Identification by photoaffinity labeling of a membrane thyroid hormone-binding protein associated with the triiodothyronine transport system in rat erythrocytes.

Photoaffinity labeling with underivatized T3 was used to identify T3-binding proteins in the membrane of rat erythrocytes. UV irradiation of ghosts and peripheral protein-depleted membranes in the presence of [125I]T3 resulted in the covalent attachment of 125I to membrane proteins (analyzed by polyacrylamide gel electrophoresis and autoradiography). In the presence of the free radical scavenger dithiothreitol, 125I was selectively incorporated into a 45,000 mol wt band (p45) that was an integral membrane polypeptide. p45 photolabeling was half-inhibited by 14 nM unlabeled T3. This concentration is similar to the Km for T3 transport in rat erythrocytes and the Kd of the high affinity T3-binding sites under equilibrium binding conditions in the rat erythrocyte membrane. T4 and tryptophan also strongly inhibited p45 labeling, whereas the D-isomer of T3 was less efficient, and leucine had no effect.
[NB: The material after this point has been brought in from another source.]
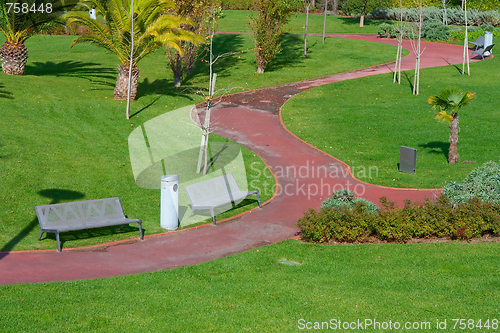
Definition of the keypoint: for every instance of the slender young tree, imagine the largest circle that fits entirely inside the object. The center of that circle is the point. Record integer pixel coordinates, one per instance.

This corresponds to the specificity of the system T-related T3 transport system and T3-binding sites of rat erythrocytes. The SH-reagent N-ethylmaleimide prevented p45 labeling, unless T3 was present to protect the T3 transport activity and the high affinity T3-binding sites from inactivation. No saturable labeling of p45 or other polypeptides was detected in membranes prepared from human erythrocytes, which have very low T3 transport activity and no measurable high affinity T3-binding sites. p45 is not disulfide linked and is not a degradation product of higher mol wt polypeptides. Substrates and specific inhibitors of known erythrocyte membrane transporters did not alter p45 photolabeling, indicating that p45 is not functionally related to these transporters. We conclude that the photoaffinity-labeled T3-binding protein p45 has the properties expected of the T3-binding component of the T3 transport system in rat erythrocytes.